You seem to have made quite an impression on Mr. Sokolov. Jones had said that to her, apropos of nothing, the first evening at the mining camp. I couldn’t make out why until you did for Khalid. She’d been unable to make any sense at all of these statements and had put them out of her mind until now.
How could Jones possibly know what Sokolov thought of her? Jones and Zula had spent hours going over the events in the apartment building. Most of this had been him extracting information from her. But from the nature of the questions he asked, she had been able to piece together a reasonably coherent picture of how the battle had gone. It was out of the question that Sokolov and Jones could have engaged in any conversation. And if they had, they would not have been chitchatting about Zula; even in the incredibly unlikely event that Sokolov wanted to talk about her in the middle of a crazy running gun battle, Jones didn’t even know that she existed at that point.

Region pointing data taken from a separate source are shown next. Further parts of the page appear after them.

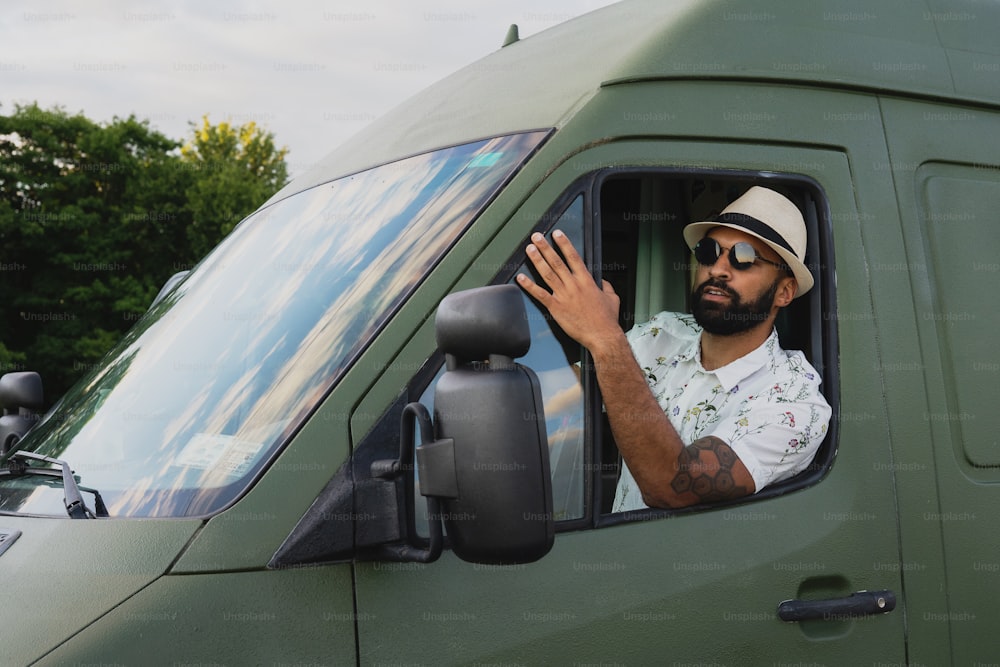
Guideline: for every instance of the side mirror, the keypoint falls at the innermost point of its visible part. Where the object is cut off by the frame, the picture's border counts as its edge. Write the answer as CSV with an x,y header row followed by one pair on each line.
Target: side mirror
x,y
20,397
490,463
484,460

Finally, now, she understood. The answer to the riddle had come to her while her conscious mind had been thinking about other things. Perhaps she’d gotten a clue from the way that Jones had kept an ear cocked toward the squawks coming from the CB radio in the truck. She’d seen a similar look on his face before, on the plane, at the FBO in Xiamen. He had received a call on his phone and whipped it open. His face had lit up with delight, which had immediately collapsed into shock and then settled into some kind of intense murderous fascination.
It must have been Sokolov on the other end of that call. Sokolov had killed, or at least overcome, the men Jones had sent out to murder him, and ended up in possession of one of their phones, and hit the redial button. He had made some kind of a little speech to Jones. And he had mentioned Zula. That had to be it; that was the only time that Sokolov could ever have communicated with Jones.
Why would Sokolov mention Zula in that conversation?
(It took a while to work these things out. But Zula had a while.)
Really that was two questions: first, how could Sokolov have known that Zula and Jones were together? And second, given that he knew this, why would he go to the trouble of mentioning her to Jones during their brief phone conversation?
The answer to the first question was already in her head, and she needed only to pull it up from memory. On the boat, a couple of days ago, after the scene on the pier. Jones interrogating Zula. Zula telling him about the safe house, pointing to the skyscraper, calling out the forty-third floor. And wondering whether in doing so she was sending a message to Sokolov, letting him know that she, or some other member of the group, was still alive. Because if Jones’s men went snooping around on the forty-third floor of that building, it would raise the question: How had they learned the location of the safe house?
As to the second question: Jones had answered it, in a way, with his remark You seem to have made quite an impression on Mr. Sokolov.
What the hell did that mean?
Maybe Sokolov had said to Jones: I hope you kill that conniving bitch! But Zula doubted this. Her interactions with Sokolov had been about as courteous and respectful as it was possible to get in an abductor/hostage relationship. She had felt, in a weird way, as though she were partners with him.